Researchers are still working to determine exactly how psychedelic drugs affect the mind.

According to psychologist Alison Gopnik, psilocybin decreases activity in the brain’s “default mode network,” which is responsible for generating our sense of self. Gopnik believes the disruption of that network could increase our flexibility in thought, paving the way for new perspectives. “What psilocybin seems to do is to push an adult brain back more to that state of exploration and learning,” she said. Five years later, Mihai’s cancer-related anxiety has never returned. “I’ve lived every day not worried about it.”

The lifelong smoker

For nearly 40 years, cigarettes were Alice O’Donnell’s constant companion. “Cigarettes were the crutch,” she said. “I finally reached the point that I could not go to sleep at night unless I knew I had at least a half a pack of cigarettes available for morning.” Over the years, she tried unsuccessfully to quit many times. But after a Pilates class left her on the verge of collapse, she decided to ditch the habit for good. Shortly thereafter, in 2012, she enrolled in a Johns Hopkins University study using psilocybin as a tool for smoking cessation. The drug induced powerful hallucinations, including a disturbing vision of her own damaged lungs. According to Johns Hopkins University, 80 per cent of participants in the smoking cessation trial that Alice joined still hadn’t touched a cigarette six months after their psychedelic experience. (Sebastien Bozon/Getty Images) Alice never smoked again, but she says the drugs had other benefits as well: “Just the whole expansion of my thought processes; realizing how great the universe is out there,” she said. Researcher Matthew Johnson, who helped facilitate Alice’s psychedelic therapy, likened the experience to a “crash course in meditation.” During her psychedelic therapy session, O’Donnell says she felt as though she travelled inside her own body. Those apparent benefits lead some academics, including Jules Evans, a philosopher who studies “ecstatic experiences,” to speculate that psychedelic drug therapy could eventually become a mainstream wellness practice.
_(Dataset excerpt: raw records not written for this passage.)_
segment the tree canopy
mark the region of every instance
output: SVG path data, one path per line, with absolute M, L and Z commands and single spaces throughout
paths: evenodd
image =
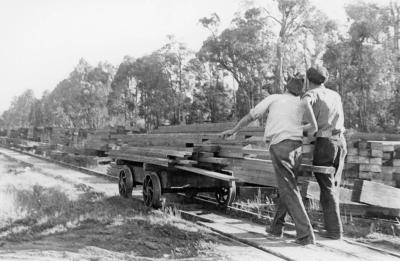
M 199 17 L 208 32 L 199 50 L 173 35 L 142 57 L 118 66 L 81 59 L 41 98 L 15 97 L 5 128 L 101 128 L 237 120 L 284 90 L 293 73 L 327 67 L 327 87 L 342 96 L 347 128 L 400 131 L 400 6 L 349 2 L 347 28 L 309 0 L 251 2 L 221 28 L 218 14 Z

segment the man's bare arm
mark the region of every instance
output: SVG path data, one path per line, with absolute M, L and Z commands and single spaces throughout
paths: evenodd
M 317 119 L 315 118 L 314 111 L 311 106 L 311 100 L 309 97 L 304 97 L 302 99 L 302 104 L 304 106 L 304 115 L 308 124 L 303 125 L 303 130 L 307 131 L 308 133 L 314 134 L 318 131 L 318 124 Z
M 227 138 L 227 137 L 229 137 L 229 136 L 232 136 L 232 135 L 234 135 L 236 132 L 238 132 L 240 129 L 242 129 L 242 128 L 246 127 L 247 125 L 249 125 L 249 123 L 252 122 L 252 121 L 253 121 L 253 118 L 251 117 L 251 115 L 250 115 L 250 114 L 247 114 L 246 116 L 244 116 L 244 117 L 236 124 L 235 127 L 233 127 L 233 128 L 230 129 L 230 130 L 226 130 L 226 131 L 222 132 L 222 133 L 220 134 L 220 136 L 221 136 L 222 138 L 224 138 L 224 139 Z

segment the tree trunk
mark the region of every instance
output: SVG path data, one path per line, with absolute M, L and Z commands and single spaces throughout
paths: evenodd
M 282 54 L 282 41 L 281 38 L 278 39 L 278 43 L 276 46 L 276 58 L 278 60 L 275 67 L 275 93 L 282 93 L 283 91 L 283 81 L 282 81 L 282 73 L 283 73 L 283 54 Z

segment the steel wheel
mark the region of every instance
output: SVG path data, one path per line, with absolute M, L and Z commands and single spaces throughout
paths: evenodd
M 187 197 L 187 198 L 192 199 L 192 198 L 194 198 L 195 196 L 197 196 L 197 191 L 194 190 L 194 189 L 190 189 L 190 190 L 188 190 L 188 191 L 185 192 L 185 197 Z
M 161 183 L 158 175 L 154 172 L 144 178 L 143 201 L 148 207 L 161 207 Z
M 133 190 L 133 174 L 128 166 L 123 166 L 119 172 L 119 194 L 124 198 L 130 198 Z
M 236 184 L 232 182 L 231 187 L 222 186 L 215 192 L 215 198 L 221 207 L 228 207 L 236 197 Z

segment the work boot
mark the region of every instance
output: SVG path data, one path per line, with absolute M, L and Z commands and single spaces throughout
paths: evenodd
M 342 240 L 343 235 L 340 233 L 331 233 L 328 231 L 321 231 L 320 233 L 321 237 L 329 238 L 329 239 L 335 239 L 335 240 Z
M 274 237 L 283 237 L 283 227 L 266 229 L 265 232 Z
M 296 244 L 305 246 L 305 245 L 315 245 L 315 239 L 311 236 L 306 236 L 303 238 L 298 238 L 294 241 Z

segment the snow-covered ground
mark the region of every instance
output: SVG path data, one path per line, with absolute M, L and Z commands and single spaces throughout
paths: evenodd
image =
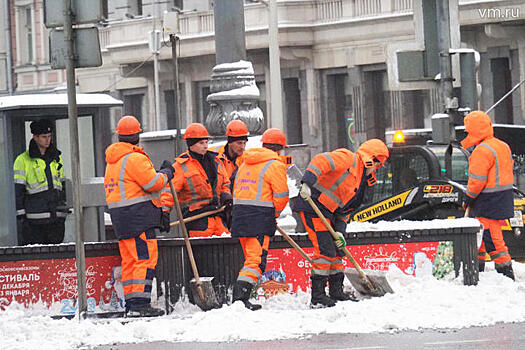
M 156 319 L 53 320 L 44 310 L 11 305 L 0 312 L 0 349 L 72 349 L 101 344 L 151 341 L 238 341 L 304 337 L 320 333 L 370 333 L 422 328 L 462 328 L 525 321 L 525 265 L 514 262 L 518 282 L 489 263 L 477 286 L 462 276 L 416 278 L 392 266 L 388 280 L 395 293 L 360 302 L 310 309 L 309 294 L 260 300 L 252 312 L 240 302 L 203 312 L 187 301 Z

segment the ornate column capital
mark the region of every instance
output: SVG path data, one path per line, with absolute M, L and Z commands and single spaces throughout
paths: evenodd
M 206 117 L 210 134 L 224 135 L 226 125 L 234 119 L 242 120 L 252 135 L 264 131 L 264 116 L 258 106 L 259 88 L 251 62 L 222 63 L 213 67 L 210 90 L 206 99 L 210 104 Z

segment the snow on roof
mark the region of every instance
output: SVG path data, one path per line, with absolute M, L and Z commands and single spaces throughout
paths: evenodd
M 501 129 L 525 129 L 525 125 L 516 125 L 516 124 L 492 124 L 493 128 Z M 457 125 L 456 130 L 464 130 L 464 125 Z M 430 134 L 432 128 L 420 128 L 420 129 L 396 129 L 396 130 L 387 130 L 385 135 L 393 135 L 397 131 L 402 131 L 405 135 L 420 135 L 420 134 Z
M 181 135 L 184 135 L 186 129 L 180 129 Z M 177 136 L 177 129 L 148 131 L 140 134 L 141 140 L 163 140 L 174 139 Z
M 35 107 L 67 107 L 67 94 L 27 94 L 0 97 L 0 110 Z M 79 107 L 121 106 L 121 100 L 107 94 L 77 94 Z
Evans believes many people could benefit from access to the drugs. But he also warns that experiences like Alice’s are far from inevitable.

Rather, they tend to be shaped by the expectations of researchers and therapists who serve as guides. “The music that they play is going to affect your trip; the instructions that you get on the trip are going to guide it,” Evans said. “The way that your therapist helps you to make sense of your experience will shape it as well.” Moreover, for people who are predisposed to conditions like schizophrenia, the drugs can have negative long-term consequences. Nonetheless, O’Donnell hopes clinical psychedelic therapy will become more widely available in the future.

“I definitely think more people could benefit from it.”